Diagnosis of GTPS in the present study was based on subjects' report of pain as well as on a standardized physical examination conducted by trained research nurses. Repetition of this measure on more than 1,000 subjects by a small number of research nurses, who were trained and certified in the protocol, and who calibrated their fingertip pressure daily, minimized variability in the measure.

The prevalence of LLI in our subjects was 14.3% when a cutoff ≥ 1 cm was used, and would have been 11.1% if LLI was defined as >1 cm. Both of these estimates are comparable with the range of LLI prevalence reported in other studies (4% to 22%) [14, 28]. Differences from the study reporting a lower prevalence (4%) may be due to different methods or subject characteristics [28]. That report used ultrasonography to measure leg length from the femoral head to the floor.

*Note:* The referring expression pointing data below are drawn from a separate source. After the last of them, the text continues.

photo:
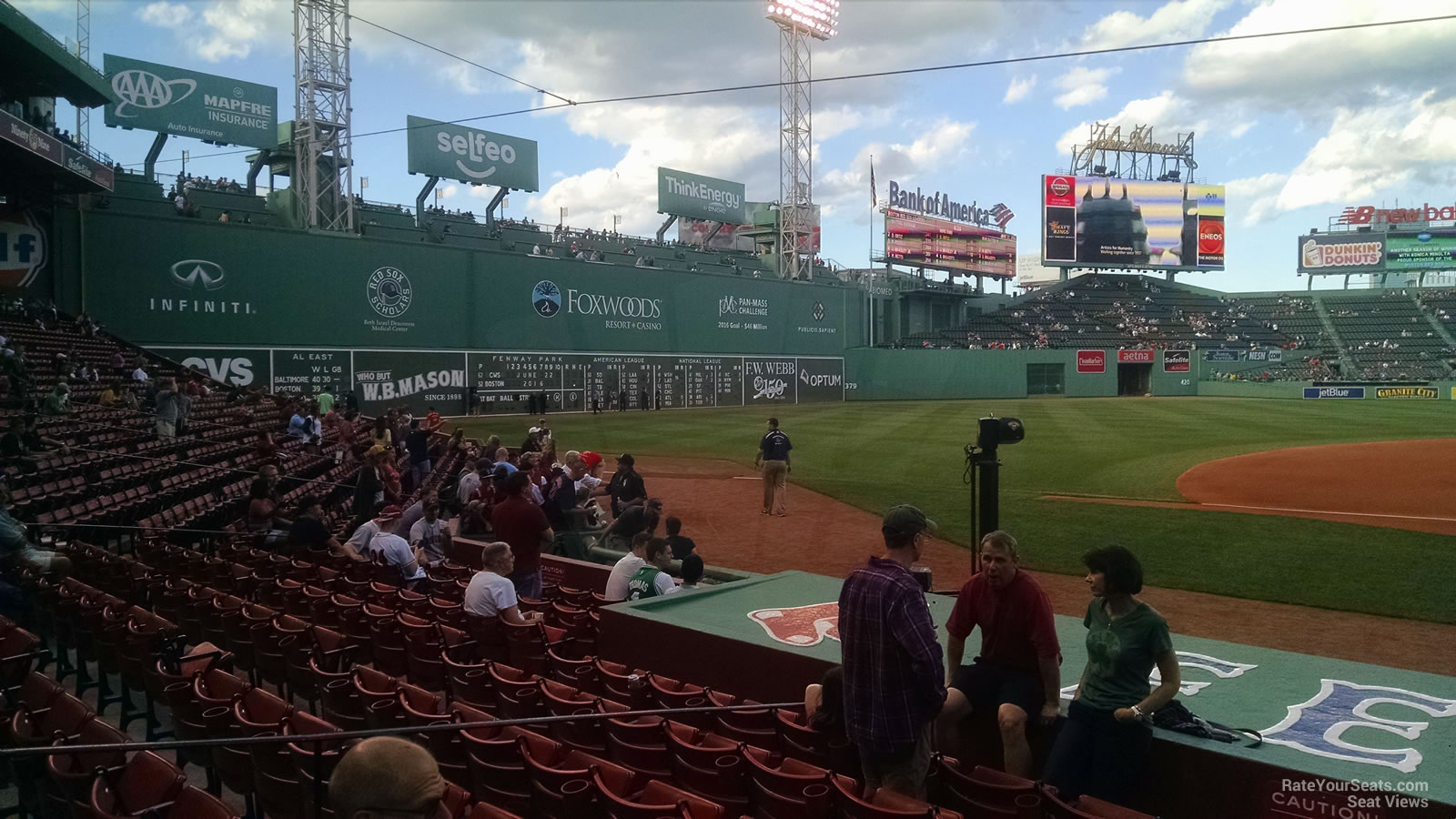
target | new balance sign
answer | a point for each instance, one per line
(1334, 392)
(1091, 360)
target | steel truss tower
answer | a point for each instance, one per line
(795, 152)
(322, 113)
(84, 51)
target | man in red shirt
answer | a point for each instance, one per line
(521, 522)
(1018, 671)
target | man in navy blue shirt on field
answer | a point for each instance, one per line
(774, 455)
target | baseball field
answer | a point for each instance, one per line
(1363, 528)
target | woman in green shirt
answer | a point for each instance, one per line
(1107, 736)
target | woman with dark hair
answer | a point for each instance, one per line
(824, 703)
(1108, 731)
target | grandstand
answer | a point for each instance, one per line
(1385, 336)
(254, 666)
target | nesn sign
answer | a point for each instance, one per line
(1334, 392)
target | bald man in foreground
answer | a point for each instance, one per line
(385, 778)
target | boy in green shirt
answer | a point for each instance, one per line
(652, 579)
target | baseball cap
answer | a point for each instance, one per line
(906, 521)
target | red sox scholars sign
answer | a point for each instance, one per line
(1091, 360)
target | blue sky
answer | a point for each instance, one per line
(1298, 127)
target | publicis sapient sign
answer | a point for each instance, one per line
(470, 157)
(701, 197)
(189, 104)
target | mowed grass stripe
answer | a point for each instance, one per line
(874, 455)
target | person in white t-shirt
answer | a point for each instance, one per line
(431, 535)
(397, 552)
(626, 567)
(491, 592)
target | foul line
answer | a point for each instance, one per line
(1331, 511)
(1186, 504)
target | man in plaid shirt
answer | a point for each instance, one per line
(895, 680)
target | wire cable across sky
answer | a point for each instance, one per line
(848, 77)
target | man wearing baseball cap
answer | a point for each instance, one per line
(357, 545)
(895, 678)
(626, 486)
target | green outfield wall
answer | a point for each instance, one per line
(936, 375)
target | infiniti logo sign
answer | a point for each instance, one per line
(189, 273)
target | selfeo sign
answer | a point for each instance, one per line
(472, 157)
(189, 104)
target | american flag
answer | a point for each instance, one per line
(1002, 215)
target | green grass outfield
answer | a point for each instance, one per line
(874, 455)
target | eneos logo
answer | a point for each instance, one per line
(389, 292)
(189, 274)
(546, 299)
(477, 149)
(146, 89)
(22, 248)
(1210, 237)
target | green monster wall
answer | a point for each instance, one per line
(178, 281)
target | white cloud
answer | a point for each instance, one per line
(1179, 19)
(165, 15)
(1254, 196)
(1082, 86)
(846, 189)
(226, 28)
(1322, 72)
(1376, 149)
(1168, 113)
(1019, 87)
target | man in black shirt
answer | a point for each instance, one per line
(626, 486)
(638, 518)
(682, 547)
(419, 445)
(774, 455)
(24, 440)
(309, 532)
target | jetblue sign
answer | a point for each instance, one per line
(1334, 392)
(945, 207)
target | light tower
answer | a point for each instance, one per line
(798, 21)
(322, 113)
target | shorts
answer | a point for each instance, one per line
(902, 770)
(990, 685)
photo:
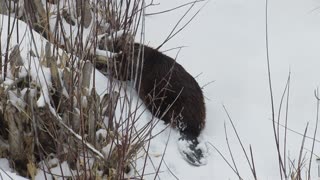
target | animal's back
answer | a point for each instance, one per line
(171, 93)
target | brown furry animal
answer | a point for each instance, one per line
(167, 89)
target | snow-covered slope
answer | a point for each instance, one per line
(226, 43)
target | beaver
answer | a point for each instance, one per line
(166, 88)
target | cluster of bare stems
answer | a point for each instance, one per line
(294, 168)
(76, 125)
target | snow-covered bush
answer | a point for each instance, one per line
(57, 112)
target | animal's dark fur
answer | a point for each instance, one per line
(167, 89)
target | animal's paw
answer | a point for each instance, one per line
(193, 152)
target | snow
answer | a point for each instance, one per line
(226, 43)
(6, 173)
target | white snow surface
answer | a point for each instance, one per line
(226, 43)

Imaging methods have been shown to be significantly less variable than tape-measure methods, but also less convenient for routine clinical use [2831]. Additionally, the lower-prevalence study enrolled subjects with a mean age of 33 years and no history of lower limb abnormalities [28]. Those subjects probably differed from our subjects in the MOST cohort, who were over age 50 years and had a high prevalence of knee pain, injury, or surgery. Comparison with another report of LLI prevalence is difficult due to methodological differences (a retrospective review of records of patients who were prescribed orthopedic devices) [32].

The increased odds for GTPS in women were consistent with prior reports [4, 33]. The mechanism for increased odds for GTPS in women, however, is unclear [34]. This association could relate to anatomy (such as the flared pelvic rim in women altering the pull of the iliotibial band), physiology (hormonal effects on bursal irritation or pain generators), or differences in activity between men and women.

Despite some limitations, the use of commonly available clinical methods and findings consistent with prior research results lends strength to the findings of the present study. From a therapeutic perspective, although there appears to be no association between GTPS and LLI, this would not necessarily indicate that use of a heel lift would be unhelpful for other lower limb symptoms. In particular, patients with a LLI of 2.5 to 3.5 cm have been reported to have greater ground reaction forces [8], quadriceps activity [9], and hip joint forces [10]. This area of heel lift usage requires further research, and we anticipate that if a shoe insert were found to benefit patients with GTPS, it would probably act through factors other than correction of LLI.

Conclusion

The present study found no evidence to support an association between LLI and GTPS. This advanced understanding will enable improved accuracy in future textbooks as well as inform future research.